Balancing the burdens to accommodate against the benefits to the plaintiff as proposed in a previous case, the court said that it would clearly be an undue burden on the co-op and the affected shareholder whose apartment would be taken from him. In the court’s view, an accommodation should not “extend a preference to handicapped residents [relative to other residents] as opposed to affording them equal opportunity.” Hence, the cost of purchasing those shares and undertaking major construction would be a prohibitive, undue burden.
Although Dorsey had also pleaded in her complaint a violation of the New York State Uniform Fire Prevention and Building Code Act, that statute was concerned with construction standards and was not applicable to Dorsey’s claims and the relief requested by her. A case decided earlier dealing with the same issue stated:
“It seems obvious that the Construction Code was not formulated for the special benefit of a particular class, but rather was designed to provide reasonably uniform standards for construction and construction material and reasonable safeguards generally for the safety, health and welfare of the occupants of buildings.
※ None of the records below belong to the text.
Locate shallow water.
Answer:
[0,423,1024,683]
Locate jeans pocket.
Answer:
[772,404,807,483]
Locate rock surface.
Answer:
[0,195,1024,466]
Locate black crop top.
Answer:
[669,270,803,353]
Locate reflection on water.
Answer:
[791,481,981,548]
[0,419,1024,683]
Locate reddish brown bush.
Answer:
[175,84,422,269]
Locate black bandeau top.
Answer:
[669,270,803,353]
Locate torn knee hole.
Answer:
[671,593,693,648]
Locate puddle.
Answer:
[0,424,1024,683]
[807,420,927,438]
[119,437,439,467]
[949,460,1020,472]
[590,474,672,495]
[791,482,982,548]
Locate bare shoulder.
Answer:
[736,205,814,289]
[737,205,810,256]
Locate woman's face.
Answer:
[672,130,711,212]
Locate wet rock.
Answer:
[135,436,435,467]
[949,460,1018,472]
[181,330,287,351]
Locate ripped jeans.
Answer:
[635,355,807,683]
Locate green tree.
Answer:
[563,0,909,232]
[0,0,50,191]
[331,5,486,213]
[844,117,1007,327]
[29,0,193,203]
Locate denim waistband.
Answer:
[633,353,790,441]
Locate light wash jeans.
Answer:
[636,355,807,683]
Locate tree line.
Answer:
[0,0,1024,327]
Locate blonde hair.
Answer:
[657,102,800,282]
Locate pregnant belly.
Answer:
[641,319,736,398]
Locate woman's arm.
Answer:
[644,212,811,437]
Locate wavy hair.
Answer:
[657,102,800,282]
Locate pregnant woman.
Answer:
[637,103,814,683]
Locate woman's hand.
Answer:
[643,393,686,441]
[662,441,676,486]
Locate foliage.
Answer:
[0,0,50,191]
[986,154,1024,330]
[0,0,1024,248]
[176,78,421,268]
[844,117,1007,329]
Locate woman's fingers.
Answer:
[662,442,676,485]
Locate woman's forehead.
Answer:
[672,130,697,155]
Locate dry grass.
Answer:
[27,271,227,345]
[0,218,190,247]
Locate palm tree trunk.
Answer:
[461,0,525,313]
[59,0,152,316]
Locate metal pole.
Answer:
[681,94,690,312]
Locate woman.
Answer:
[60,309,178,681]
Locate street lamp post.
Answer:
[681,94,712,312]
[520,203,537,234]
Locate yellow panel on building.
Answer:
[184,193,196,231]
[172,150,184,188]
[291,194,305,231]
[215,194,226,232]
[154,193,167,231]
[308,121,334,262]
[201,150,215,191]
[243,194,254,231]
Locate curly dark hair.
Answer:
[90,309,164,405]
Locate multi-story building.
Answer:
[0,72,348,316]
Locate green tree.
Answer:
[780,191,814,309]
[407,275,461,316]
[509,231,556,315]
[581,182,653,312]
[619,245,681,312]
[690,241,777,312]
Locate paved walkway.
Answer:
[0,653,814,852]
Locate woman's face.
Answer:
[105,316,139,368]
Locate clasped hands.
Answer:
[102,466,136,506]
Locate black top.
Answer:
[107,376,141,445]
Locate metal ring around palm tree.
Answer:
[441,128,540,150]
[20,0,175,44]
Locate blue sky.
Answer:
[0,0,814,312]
No legislative intent is apparent to create a statutory cause of action in favor of any member of the public who may be injured by a violation of the Construction Code. No duty of compliance is expressly imposed on anyone.”
The court said that the burden fell on the opposing party to come forward and lay bare her proof in evidentiary form and raise an issue of fact to send the case for trial. Here, in opposition to defendants’ motion for summary judgment, Dorsey submitted her unsworn conclusory statement dated December 15, 2001, annexing several exhibits. Namely, an unsworn proposal from Day Accessibility Mobility Solutions Inc., an unsworn accessibility study for Hawthorne, showing it could cost $56,292.50 to make the building handicapped accessible by architects David & Swift, with attachments and an unsworn letter from the mayor of the incorporated village of Freeport, William F. Glacken, with attachments.
Unverified proposals, unsworn expert’s opinions, and an unsworn letter are inadmissible as evidence and do not create issues of fact. Dorsey had failed to demonstrate an acceptable excuse for her failure to meet a strict requirement of tender in admissible form. Thus, the court said that the only opposition submitted by Dorsey was incompetent.
Moreover, the reply affidavit of architect Victor Dadras sworn to January 31, 2002 showed that Swift’s proposal was not reasonably feasible for this type building without taking space from adjoining and existing residential units, including major construction work on the vestibule and front entrance at a cost much greater than $56,292.50 as alleged by Swift. Thus, in the court’s view, Dorsey was unable to show a violation of law by the defendants. Accordingly, summary judgment was granted in favor of the defendants, dismissing Dorsey’s complaint as having no merit.